This article was originally published on ETFTrends.com.

In a year marked by increased interest rate hikes, Treasury bonds and related exchange traded funds still managed to rally toward the end of the year as market volatility and uncertainty pushed investors into safety bets.

Over the past three months, the iShares 7-10 Year Treasury Bond ETF (IEF) gained 2.7% and iShares 20+ Year Treasury Bond ETF (TLT) rose 3.1% as yields on benchmark 10-year Treasury notes dropped back down to 2.74% after reaching as high as 3.22% back in October.

U.S. Treasuries are leading the advance in global bonds as lingering global growth concerns added on the skepticism over the recent risk-asset gains, which fueled demand for the traditional safe-haven play, Bloomberg reports.

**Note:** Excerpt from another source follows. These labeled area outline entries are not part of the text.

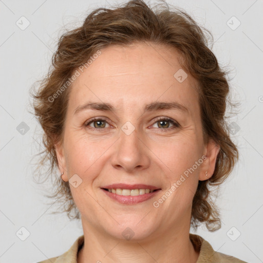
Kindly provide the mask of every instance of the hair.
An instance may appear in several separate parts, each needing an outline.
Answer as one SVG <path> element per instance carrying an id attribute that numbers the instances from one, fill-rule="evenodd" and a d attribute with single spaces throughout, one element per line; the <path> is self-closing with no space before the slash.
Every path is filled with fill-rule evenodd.
<path id="1" fill-rule="evenodd" d="M 204 223 L 210 231 L 221 227 L 220 213 L 211 198 L 211 189 L 224 181 L 238 158 L 225 116 L 228 103 L 232 105 L 229 100 L 228 72 L 219 66 L 208 46 L 209 37 L 213 40 L 211 33 L 198 26 L 184 10 L 171 10 L 164 1 L 162 2 L 164 5 L 158 6 L 157 10 L 142 1 L 132 0 L 121 7 L 92 11 L 81 26 L 67 30 L 60 36 L 48 72 L 31 95 L 34 114 L 44 132 L 45 149 L 39 154 L 44 155 L 39 163 L 40 166 L 45 161 L 49 163 L 46 174 L 39 176 L 45 179 L 54 177 L 52 194 L 48 196 L 58 198 L 63 205 L 60 212 L 66 212 L 70 219 L 79 219 L 81 215 L 68 182 L 56 175 L 58 162 L 54 147 L 62 141 L 71 86 L 68 81 L 76 69 L 86 65 L 88 58 L 104 48 L 148 42 L 174 47 L 179 54 L 182 68 L 192 74 L 197 84 L 204 141 L 213 139 L 220 146 L 220 151 L 212 176 L 198 182 L 193 200 L 191 226 L 196 229 Z M 68 87 L 65 88 L 65 83 Z M 64 88 L 61 88 L 61 92 L 55 96 L 61 87 Z"/>

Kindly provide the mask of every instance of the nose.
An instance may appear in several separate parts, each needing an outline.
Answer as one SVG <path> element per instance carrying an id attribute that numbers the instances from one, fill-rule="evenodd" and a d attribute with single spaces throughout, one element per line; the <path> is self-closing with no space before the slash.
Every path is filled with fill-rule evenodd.
<path id="1" fill-rule="evenodd" d="M 122 130 L 116 142 L 111 158 L 112 165 L 116 169 L 128 173 L 147 168 L 151 163 L 151 151 L 144 141 L 143 136 L 139 135 L 136 129 L 127 135 Z"/>

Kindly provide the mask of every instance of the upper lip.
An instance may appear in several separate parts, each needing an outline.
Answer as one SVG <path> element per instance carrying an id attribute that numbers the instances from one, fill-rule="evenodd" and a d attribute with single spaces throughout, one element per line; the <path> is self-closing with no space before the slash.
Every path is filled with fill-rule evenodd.
<path id="1" fill-rule="evenodd" d="M 106 189 L 149 189 L 150 190 L 156 190 L 160 189 L 154 185 L 150 185 L 148 184 L 126 184 L 126 183 L 114 183 L 112 184 L 105 185 L 101 188 L 105 188 Z"/>

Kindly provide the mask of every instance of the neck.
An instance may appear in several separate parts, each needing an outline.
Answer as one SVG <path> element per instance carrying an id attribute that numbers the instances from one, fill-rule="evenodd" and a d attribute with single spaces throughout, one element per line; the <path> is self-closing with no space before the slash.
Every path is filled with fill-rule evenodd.
<path id="1" fill-rule="evenodd" d="M 83 226 L 84 244 L 79 251 L 78 263 L 84 262 L 196 263 L 195 251 L 189 237 L 188 228 L 181 226 L 169 229 L 147 240 L 123 240 L 107 236 L 88 224 Z"/>

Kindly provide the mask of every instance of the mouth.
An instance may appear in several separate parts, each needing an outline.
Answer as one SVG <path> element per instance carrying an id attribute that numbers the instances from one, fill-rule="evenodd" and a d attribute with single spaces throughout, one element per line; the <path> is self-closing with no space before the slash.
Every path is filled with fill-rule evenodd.
<path id="1" fill-rule="evenodd" d="M 107 196 L 119 203 L 135 204 L 155 196 L 161 190 L 153 185 L 145 184 L 112 184 L 101 187 Z"/>

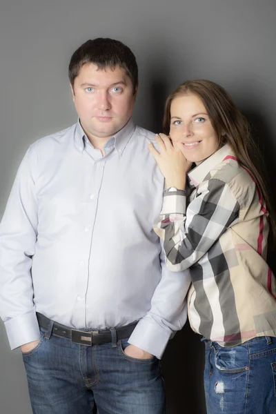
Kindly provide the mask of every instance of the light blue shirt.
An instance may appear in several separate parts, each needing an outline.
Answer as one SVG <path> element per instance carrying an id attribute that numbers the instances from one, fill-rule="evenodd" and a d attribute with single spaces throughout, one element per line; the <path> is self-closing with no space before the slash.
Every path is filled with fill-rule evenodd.
<path id="1" fill-rule="evenodd" d="M 139 322 L 129 342 L 160 358 L 186 319 L 188 274 L 152 230 L 164 178 L 132 120 L 104 146 L 79 122 L 39 139 L 0 226 L 0 313 L 12 349 L 39 339 L 36 311 L 75 328 Z"/>

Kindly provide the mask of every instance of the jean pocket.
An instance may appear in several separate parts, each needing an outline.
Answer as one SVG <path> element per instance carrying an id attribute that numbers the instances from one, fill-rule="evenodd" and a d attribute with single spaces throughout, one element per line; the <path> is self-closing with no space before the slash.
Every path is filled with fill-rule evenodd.
<path id="1" fill-rule="evenodd" d="M 246 346 L 219 347 L 215 350 L 215 364 L 221 372 L 236 373 L 248 371 L 249 352 Z"/>
<path id="2" fill-rule="evenodd" d="M 124 351 L 126 348 L 127 348 L 129 345 L 130 345 L 130 344 L 129 344 L 126 339 L 119 341 L 117 343 L 117 348 L 120 356 L 123 357 L 127 361 L 130 361 L 131 362 L 137 362 L 138 364 L 152 364 L 157 359 L 157 358 L 155 355 L 153 355 L 151 358 L 147 358 L 146 359 L 133 358 L 132 357 L 127 355 Z"/>
<path id="3" fill-rule="evenodd" d="M 35 353 L 37 352 L 37 351 L 39 349 L 39 348 L 40 348 L 40 346 L 42 345 L 42 343 L 44 342 L 44 339 L 45 339 L 46 333 L 47 333 L 46 331 L 41 330 L 40 331 L 40 339 L 39 339 L 39 342 L 37 344 L 37 345 L 36 345 L 34 346 L 34 348 L 31 349 L 31 351 L 28 351 L 28 352 L 21 351 L 22 356 L 23 357 L 30 357 L 30 355 L 32 355 L 34 353 Z"/>
<path id="4" fill-rule="evenodd" d="M 276 398 L 276 362 L 271 364 L 271 368 L 274 379 L 274 395 Z"/>

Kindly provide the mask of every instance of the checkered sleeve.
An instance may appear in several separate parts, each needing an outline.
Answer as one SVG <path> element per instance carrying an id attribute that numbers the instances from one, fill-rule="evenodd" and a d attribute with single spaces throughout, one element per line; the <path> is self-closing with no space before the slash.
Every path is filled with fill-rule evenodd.
<path id="1" fill-rule="evenodd" d="M 224 181 L 212 178 L 203 181 L 186 207 L 180 193 L 164 195 L 164 203 L 155 233 L 164 239 L 166 264 L 184 270 L 198 262 L 227 228 L 238 219 L 239 205 Z"/>

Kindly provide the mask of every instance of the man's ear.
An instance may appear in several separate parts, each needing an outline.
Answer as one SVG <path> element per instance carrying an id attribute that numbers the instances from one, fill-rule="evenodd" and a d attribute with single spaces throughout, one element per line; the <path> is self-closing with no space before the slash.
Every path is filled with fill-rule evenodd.
<path id="1" fill-rule="evenodd" d="M 72 96 L 72 98 L 73 98 L 73 102 L 75 103 L 75 92 L 74 92 L 74 88 L 72 86 L 72 83 L 70 84 L 70 87 L 71 88 Z"/>
<path id="2" fill-rule="evenodd" d="M 135 101 L 136 101 L 136 97 L 137 96 L 137 92 L 138 92 L 138 83 L 136 85 L 135 89 L 134 90 L 134 92 L 133 92 Z"/>

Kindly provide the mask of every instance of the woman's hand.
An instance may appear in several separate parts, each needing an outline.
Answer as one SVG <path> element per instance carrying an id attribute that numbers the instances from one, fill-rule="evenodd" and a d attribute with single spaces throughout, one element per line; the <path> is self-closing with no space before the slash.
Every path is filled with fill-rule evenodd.
<path id="1" fill-rule="evenodd" d="M 184 190 L 186 176 L 192 163 L 187 161 L 181 150 L 177 146 L 172 145 L 165 134 L 157 135 L 155 139 L 160 153 L 151 142 L 148 148 L 165 177 L 166 188 L 176 187 L 179 190 Z"/>

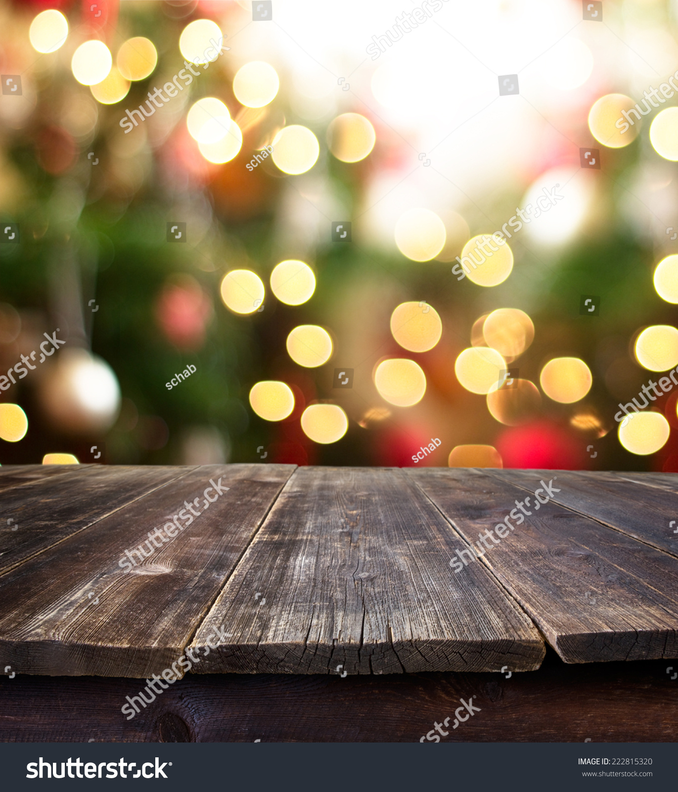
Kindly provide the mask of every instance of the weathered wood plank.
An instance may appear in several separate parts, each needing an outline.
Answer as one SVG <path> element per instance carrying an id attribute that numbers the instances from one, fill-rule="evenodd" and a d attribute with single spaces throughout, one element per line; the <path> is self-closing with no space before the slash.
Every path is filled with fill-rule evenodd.
<path id="1" fill-rule="evenodd" d="M 0 657 L 21 675 L 161 673 L 183 653 L 293 470 L 199 467 L 2 576 Z M 218 497 L 210 479 L 230 489 Z M 190 524 L 186 502 L 196 510 Z M 125 551 L 146 541 L 149 557 L 131 553 L 133 566 Z"/>
<path id="2" fill-rule="evenodd" d="M 419 742 L 473 696 L 480 711 L 450 722 L 441 742 L 673 742 L 678 696 L 666 664 L 566 665 L 549 650 L 538 671 L 510 679 L 187 674 L 131 720 L 121 707 L 144 680 L 0 676 L 0 741 Z"/>
<path id="3" fill-rule="evenodd" d="M 0 574 L 193 470 L 155 466 L 59 466 L 76 470 L 28 482 L 0 496 L 4 522 L 0 524 Z M 11 524 L 7 523 L 9 518 Z"/>
<path id="4" fill-rule="evenodd" d="M 487 571 L 451 573 L 458 541 L 399 470 L 301 467 L 192 645 L 233 637 L 193 672 L 537 668 L 540 636 Z"/>
<path id="5" fill-rule="evenodd" d="M 556 504 L 535 508 L 524 489 L 491 473 L 408 474 L 469 544 L 517 512 L 517 501 L 531 512 L 522 524 L 514 517 L 513 532 L 484 555 L 479 545 L 478 554 L 566 662 L 678 657 L 675 558 Z M 544 480 L 551 478 L 558 487 L 555 471 Z M 479 565 L 468 563 L 455 577 Z"/>
<path id="6" fill-rule="evenodd" d="M 505 470 L 490 474 L 534 492 L 540 478 L 552 478 L 554 474 L 553 470 Z M 678 493 L 639 483 L 643 481 L 642 474 L 635 481 L 598 471 L 558 470 L 555 474 L 560 492 L 554 494 L 554 502 L 678 556 Z M 674 526 L 669 527 L 672 520 Z"/>

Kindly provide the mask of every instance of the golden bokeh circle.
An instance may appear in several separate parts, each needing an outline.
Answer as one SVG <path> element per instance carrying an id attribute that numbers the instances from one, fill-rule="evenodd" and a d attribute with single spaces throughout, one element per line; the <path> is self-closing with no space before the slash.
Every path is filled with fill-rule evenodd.
<path id="1" fill-rule="evenodd" d="M 506 361 L 489 347 L 469 347 L 454 363 L 454 373 L 462 387 L 473 394 L 488 394 L 503 381 Z"/>
<path id="2" fill-rule="evenodd" d="M 639 456 L 659 451 L 666 444 L 670 432 L 666 418 L 653 410 L 631 413 L 619 424 L 618 429 L 619 443 L 627 451 Z"/>
<path id="3" fill-rule="evenodd" d="M 608 148 L 622 148 L 635 140 L 640 124 L 635 121 L 631 126 L 622 116 L 623 110 L 630 110 L 634 105 L 633 99 L 624 93 L 608 93 L 593 102 L 589 112 L 589 129 L 599 143 Z M 634 115 L 631 118 L 635 120 Z M 623 123 L 617 126 L 619 119 Z M 624 124 L 628 128 L 626 131 L 621 128 Z"/>
<path id="4" fill-rule="evenodd" d="M 316 368 L 332 356 L 332 340 L 324 328 L 299 325 L 287 337 L 287 353 L 300 366 Z"/>
<path id="5" fill-rule="evenodd" d="M 396 244 L 413 261 L 430 261 L 445 247 L 445 223 L 430 209 L 408 209 L 396 223 Z"/>
<path id="6" fill-rule="evenodd" d="M 283 421 L 294 409 L 294 394 L 285 383 L 275 379 L 263 380 L 252 386 L 249 392 L 249 403 L 259 418 Z"/>
<path id="7" fill-rule="evenodd" d="M 358 162 L 372 151 L 377 141 L 374 127 L 365 116 L 345 112 L 330 123 L 328 147 L 342 162 Z"/>
<path id="8" fill-rule="evenodd" d="M 249 269 L 232 269 L 220 287 L 224 305 L 234 314 L 253 314 L 263 302 L 261 278 Z"/>
<path id="9" fill-rule="evenodd" d="M 316 291 L 316 276 L 308 264 L 288 259 L 273 268 L 271 288 L 281 303 L 302 305 Z"/>
<path id="10" fill-rule="evenodd" d="M 312 404 L 301 413 L 304 434 L 314 443 L 336 443 L 347 433 L 348 417 L 335 404 Z"/>
<path id="11" fill-rule="evenodd" d="M 572 404 L 591 390 L 591 370 L 578 357 L 555 357 L 541 370 L 541 389 L 554 402 Z"/>
<path id="12" fill-rule="evenodd" d="M 374 385 L 379 395 L 396 407 L 411 407 L 426 392 L 426 377 L 422 367 L 407 358 L 382 360 L 374 371 Z"/>
<path id="13" fill-rule="evenodd" d="M 391 314 L 391 334 L 403 349 L 428 352 L 440 341 L 442 322 L 435 308 L 423 300 L 401 303 Z"/>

Bonds have been strengthening again on Thursday as the global equity rally stumbled, with U.S. stock-index futures retreating while shares in Europe and Asia were mixed, after Wednesday's most impressive surge in broad stock market indices since 2009.

Meanwhile, as U.S. Treasuries strengthened, yields on benchmark 10-year U.S. notes dipped toward their lowest level since April.

"The market traded well overnight as equities came off and it feels like a little bit of a bid here,” Justin Lederer, an interest rate strategist at Cantor Fitzgerald, told Reuters.

Bonds are strengthening with policy uncertainty “putting pressure on equities,” Antoine Bouvet, an interest-rates strategist at Mizuho International Plc, told Bloomberg. There is “little prospect for this uncertainty to abate in the near term. Month-end flows should be supportive in illiquid markets” for debt.

The recent political risks compounded investor fears in recent trading sessions. In Washington D.C., a partial government shutdown continues. Furthermore, President Donald Trump repeatedly criticized the Federal Reserve over its interest rate hikes.